During Katrina, red beans and rice reminded me of what I love about cooking: a simple, hearty plate of food can bring someone comfort under any circumstance. I matured as a chef as I handed out those Styrofoam bowls of beans, cobbled together with not much more than salt and the spices we could scrounge up.
Now red beans are a part of my weekly routine, but my wife, Emily, makes them very creamy and rich, deeply flavored with smoked ham hock and sausage and spiked with Tabasco. Every Monday, she starts them on the stove by noon, and they cook for hours, until our friends arrive. It’s a come-one, come-all kind of ritual, so naturally, she makes a huge batch. Leftovers taste wonderful all week.
I use red-bean nights to celebrate our life and friends, remembering a time when the future was less sure. That’s part of why we don’t hold back on the rice, which is loaded with butter, olive oil, and soft onions. If you’re taking the time and effort to make beans this good, the rice should match (though, of course, you can make rice with only water, or with half the fat, if nutrition is a pressing concern). Red beans are a nourishing meal anytime, but they’re best when you go all out.
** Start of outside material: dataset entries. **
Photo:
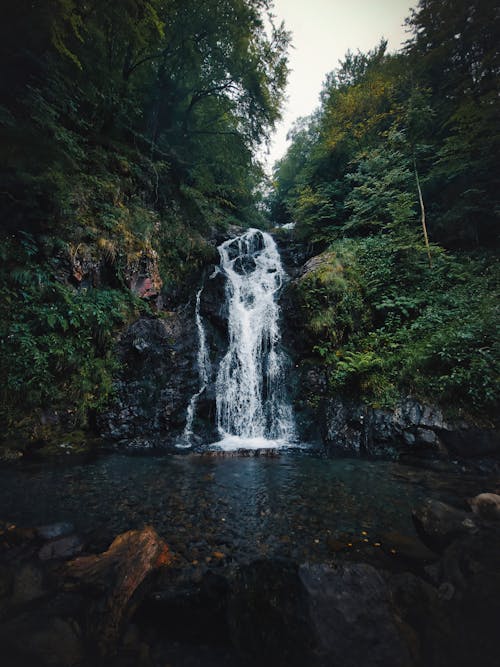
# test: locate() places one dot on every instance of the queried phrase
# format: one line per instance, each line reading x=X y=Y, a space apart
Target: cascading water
x=204 y=373
x=251 y=404
x=252 y=409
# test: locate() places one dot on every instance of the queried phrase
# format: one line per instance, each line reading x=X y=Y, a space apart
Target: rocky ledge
x=134 y=605
x=411 y=428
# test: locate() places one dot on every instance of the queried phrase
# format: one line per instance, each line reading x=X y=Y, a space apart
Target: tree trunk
x=422 y=211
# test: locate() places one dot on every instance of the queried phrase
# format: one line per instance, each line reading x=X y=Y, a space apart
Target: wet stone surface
x=213 y=511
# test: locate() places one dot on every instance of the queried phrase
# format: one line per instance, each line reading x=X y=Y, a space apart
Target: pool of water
x=214 y=508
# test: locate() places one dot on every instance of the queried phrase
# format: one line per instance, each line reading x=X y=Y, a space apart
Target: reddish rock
x=118 y=575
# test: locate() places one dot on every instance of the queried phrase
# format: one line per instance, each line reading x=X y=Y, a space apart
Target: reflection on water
x=238 y=508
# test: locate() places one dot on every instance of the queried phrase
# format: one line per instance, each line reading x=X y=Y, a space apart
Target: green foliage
x=57 y=349
x=410 y=329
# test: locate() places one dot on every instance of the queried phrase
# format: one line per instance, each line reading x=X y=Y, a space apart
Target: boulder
x=316 y=615
x=118 y=578
x=439 y=524
x=486 y=506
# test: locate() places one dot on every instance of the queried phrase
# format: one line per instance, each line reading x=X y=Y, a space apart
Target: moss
x=385 y=324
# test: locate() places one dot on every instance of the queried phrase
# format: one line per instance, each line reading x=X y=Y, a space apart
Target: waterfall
x=251 y=403
x=204 y=373
x=252 y=409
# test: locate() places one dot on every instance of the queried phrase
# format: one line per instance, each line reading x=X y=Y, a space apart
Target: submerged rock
x=315 y=615
x=410 y=429
x=486 y=506
x=439 y=524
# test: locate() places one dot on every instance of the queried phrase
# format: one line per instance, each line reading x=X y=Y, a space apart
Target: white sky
x=322 y=32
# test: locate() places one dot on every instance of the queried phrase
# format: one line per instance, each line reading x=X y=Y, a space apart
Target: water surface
x=295 y=504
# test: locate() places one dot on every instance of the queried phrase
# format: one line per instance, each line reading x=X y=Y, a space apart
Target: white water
x=252 y=410
x=204 y=373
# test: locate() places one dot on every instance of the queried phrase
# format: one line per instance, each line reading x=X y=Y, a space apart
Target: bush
x=411 y=329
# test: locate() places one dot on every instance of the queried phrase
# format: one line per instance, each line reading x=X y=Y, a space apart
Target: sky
x=322 y=32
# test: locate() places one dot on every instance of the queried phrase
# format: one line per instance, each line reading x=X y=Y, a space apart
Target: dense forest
x=395 y=179
x=129 y=135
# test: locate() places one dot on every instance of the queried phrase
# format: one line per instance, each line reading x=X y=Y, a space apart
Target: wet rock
x=53 y=530
x=469 y=442
x=439 y=524
x=118 y=576
x=410 y=429
x=61 y=548
x=158 y=378
x=28 y=584
x=486 y=506
x=315 y=615
x=142 y=274
x=38 y=639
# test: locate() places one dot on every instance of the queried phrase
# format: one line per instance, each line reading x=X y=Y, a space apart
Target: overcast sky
x=322 y=32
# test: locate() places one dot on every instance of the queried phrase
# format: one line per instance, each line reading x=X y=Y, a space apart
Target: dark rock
x=410 y=429
x=470 y=442
x=142 y=274
x=118 y=577
x=281 y=614
x=158 y=379
x=439 y=524
x=28 y=584
x=486 y=506
x=54 y=530
x=61 y=548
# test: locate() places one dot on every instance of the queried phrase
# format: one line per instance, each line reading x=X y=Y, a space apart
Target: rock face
x=117 y=575
x=315 y=615
x=439 y=524
x=88 y=266
x=72 y=613
x=158 y=377
x=410 y=428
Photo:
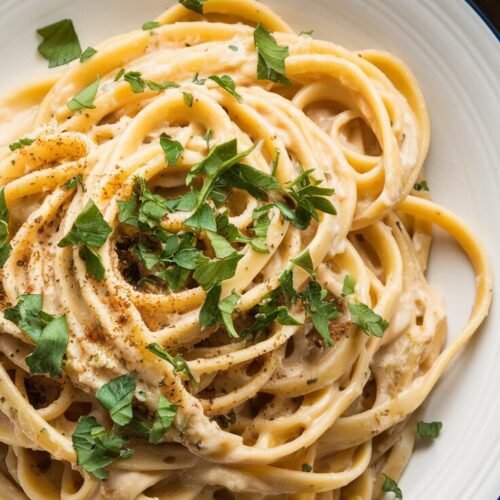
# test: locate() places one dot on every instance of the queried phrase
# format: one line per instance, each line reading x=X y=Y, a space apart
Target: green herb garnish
x=87 y=54
x=349 y=285
x=21 y=143
x=85 y=98
x=390 y=486
x=429 y=429
x=49 y=333
x=227 y=83
x=5 y=247
x=116 y=396
x=60 y=43
x=150 y=25
x=421 y=186
x=194 y=5
x=271 y=57
x=172 y=149
x=90 y=231
x=97 y=448
x=369 y=321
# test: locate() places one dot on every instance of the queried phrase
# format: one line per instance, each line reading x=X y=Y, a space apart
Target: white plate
x=457 y=61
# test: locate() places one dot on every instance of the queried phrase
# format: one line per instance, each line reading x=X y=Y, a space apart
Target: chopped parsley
x=87 y=54
x=369 y=321
x=390 y=486
x=320 y=311
x=215 y=310
x=85 y=98
x=429 y=429
x=150 y=25
x=227 y=83
x=74 y=182
x=90 y=231
x=164 y=418
x=349 y=285
x=172 y=149
x=49 y=333
x=271 y=57
x=96 y=448
x=194 y=5
x=139 y=84
x=188 y=99
x=60 y=43
x=216 y=271
x=5 y=247
x=421 y=186
x=116 y=396
x=177 y=361
x=21 y=143
x=304 y=261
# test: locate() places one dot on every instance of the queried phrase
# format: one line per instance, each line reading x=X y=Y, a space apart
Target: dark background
x=491 y=9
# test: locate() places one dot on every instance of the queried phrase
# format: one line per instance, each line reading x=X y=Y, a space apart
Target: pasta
x=214 y=243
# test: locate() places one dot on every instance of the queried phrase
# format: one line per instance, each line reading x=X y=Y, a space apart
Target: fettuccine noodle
x=275 y=415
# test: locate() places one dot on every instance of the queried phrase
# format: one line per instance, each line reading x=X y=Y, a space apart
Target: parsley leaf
x=87 y=54
x=134 y=79
x=221 y=158
x=227 y=83
x=165 y=416
x=215 y=310
x=429 y=429
x=50 y=348
x=268 y=311
x=226 y=308
x=221 y=246
x=188 y=99
x=390 y=486
x=208 y=137
x=5 y=247
x=271 y=57
x=203 y=219
x=199 y=81
x=90 y=231
x=209 y=313
x=89 y=228
x=28 y=316
x=194 y=5
x=421 y=186
x=60 y=43
x=97 y=448
x=320 y=311
x=177 y=361
x=85 y=98
x=252 y=180
x=49 y=333
x=21 y=143
x=217 y=271
x=116 y=396
x=349 y=285
x=74 y=182
x=150 y=25
x=304 y=261
x=139 y=84
x=369 y=321
x=172 y=149
x=93 y=262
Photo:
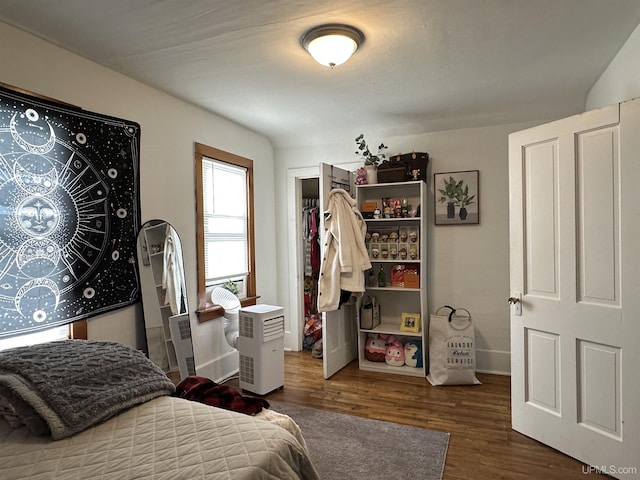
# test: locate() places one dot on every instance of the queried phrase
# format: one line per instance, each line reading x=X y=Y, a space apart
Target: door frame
x=293 y=328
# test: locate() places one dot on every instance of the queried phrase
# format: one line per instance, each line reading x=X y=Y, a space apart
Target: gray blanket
x=64 y=387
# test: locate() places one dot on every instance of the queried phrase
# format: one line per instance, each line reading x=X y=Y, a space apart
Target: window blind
x=225 y=220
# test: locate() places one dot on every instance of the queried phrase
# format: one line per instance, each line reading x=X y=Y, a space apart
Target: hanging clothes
x=173 y=280
x=345 y=257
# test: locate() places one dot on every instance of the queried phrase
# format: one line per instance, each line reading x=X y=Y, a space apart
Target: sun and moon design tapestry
x=69 y=213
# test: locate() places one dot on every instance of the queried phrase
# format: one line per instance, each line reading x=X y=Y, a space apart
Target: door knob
x=516 y=302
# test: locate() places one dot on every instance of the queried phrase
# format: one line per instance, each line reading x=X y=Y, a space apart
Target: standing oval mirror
x=164 y=299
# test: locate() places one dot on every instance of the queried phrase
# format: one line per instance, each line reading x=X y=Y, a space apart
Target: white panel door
x=574 y=229
x=339 y=340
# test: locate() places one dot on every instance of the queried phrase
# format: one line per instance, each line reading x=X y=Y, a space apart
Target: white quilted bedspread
x=166 y=438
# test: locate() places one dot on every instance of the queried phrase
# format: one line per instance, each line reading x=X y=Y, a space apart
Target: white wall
x=468 y=265
x=621 y=80
x=169 y=127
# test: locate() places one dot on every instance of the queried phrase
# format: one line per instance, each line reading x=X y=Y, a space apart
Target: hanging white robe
x=173 y=280
x=345 y=257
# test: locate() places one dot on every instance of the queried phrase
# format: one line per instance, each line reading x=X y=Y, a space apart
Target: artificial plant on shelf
x=370 y=158
x=371 y=161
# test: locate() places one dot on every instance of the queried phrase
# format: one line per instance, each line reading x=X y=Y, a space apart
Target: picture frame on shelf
x=456 y=198
x=410 y=322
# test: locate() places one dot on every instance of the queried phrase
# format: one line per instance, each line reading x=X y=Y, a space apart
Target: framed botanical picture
x=410 y=322
x=456 y=198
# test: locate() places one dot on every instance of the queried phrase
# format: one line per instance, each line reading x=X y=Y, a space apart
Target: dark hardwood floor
x=482 y=444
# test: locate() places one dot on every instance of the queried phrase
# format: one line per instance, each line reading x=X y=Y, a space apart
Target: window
x=225 y=235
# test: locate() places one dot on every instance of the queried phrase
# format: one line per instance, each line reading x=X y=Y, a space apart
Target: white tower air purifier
x=261 y=346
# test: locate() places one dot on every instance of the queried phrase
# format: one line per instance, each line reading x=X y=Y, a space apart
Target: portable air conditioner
x=261 y=347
- 2 pounds dried red beans, soaked overnight
- 1/ 4 cup extra-virgin olive oil
- 6 ounces bacon, chopped
- 2 yellow onions, divided
- 2 stalks celery, chopped
- 1 green bell pepper, chopped
- 2 dried bay leaves, divided
- 1 tablespoon sweet paprika
- 1/ 2 teaspoon cayenne pepper
- 1 large smoked ham hock, or shank
- 1 1/ 2 quarts chicken stock
- 1 pound smoked pork sausage
- 4 teaspoons Morton kosher salt, divided
- 4 teaspoons Tabasco sauce, plus more for serving
- 2 teaspoons sugar
- 1/ 2 cup canola oil
- 4 tablespoons (1/2 stick) unsalted butter
- 1 pound jasmine rice
- 3 cups water, or more as needed
- 1 bunch scallions, sliced
Drain the beans, and set them aside.
Warm the olive oil in a large heavy-bottomed pot over medium heat. Add the bacon, and cook, stirring occasionally to break it up, for 6 to 8 minutes, until it’s golden.
Meanwhile, chop one of the onions. When most of the bacon’s fat has rendered, add the onion to the pot, along with the celery, bell pepper, and one of the bay leaves, stirring well to coat everything with the fat.
Continue to cook, stirring occasionally, until the onion is translucent and the celery and bell pepper just start to soften. Stir in the paprika and cayenne, allowing the spices to toast for a minute or so.
Add the beans, ham hock, and stock. Increase the heat to high to bring everything up to a boil, then skim any foam from the top of the pot, reduce the heat to low, and cover with the lid. Let it cook, low and slow, for at least 3 hours, until the beans are falling apart. It’s not a soup, but there should be enough broth so that you see some movement in the pot; top it off with more stock if you need to.
Fish the ham hock out of the pot, pull all the meat off the bone, give it a rough chop, and add it back to the pot; slice the sausage about 1/4 inch thick and add that, too. Season with 2 teaspoons salt, Tabasco, and sugar. (Yes, sugar—it might seem odd, but it gets all the ingredients to play together nicely.) Continue to cook, covered, over low heat, for at least another ½ hour, until it all starts to pull together. At this point, if you prefer, you can leave it alone for a couple of hours, returning just to stir occasionally.
While that happens, make the rice: First, chop the other onion. Combine the canola oil and butter with the other bay leaf in a separate pot over medium heat. Once the butter melts, add the onion and remaining 2 teaspoons salt.
As soon as the onion is translucent, stir in the rice. Defer to the package instructions for a water ratio; for 1 pound (about 2 cups) of jasmine rice, I add 3 cups of water. Increase the heat to high, and bring to a simmer; then decrease the heat to low, cover, and cook for another 15 minutes or so, until it’s tender.
Remove the rice from heat and let it rest for 10 minutes with the lid on, then fluff it with a fork. Remove and discard the bay leaves from both pots. Serve red beans over a scoop of rice, and sprinkle with scallions.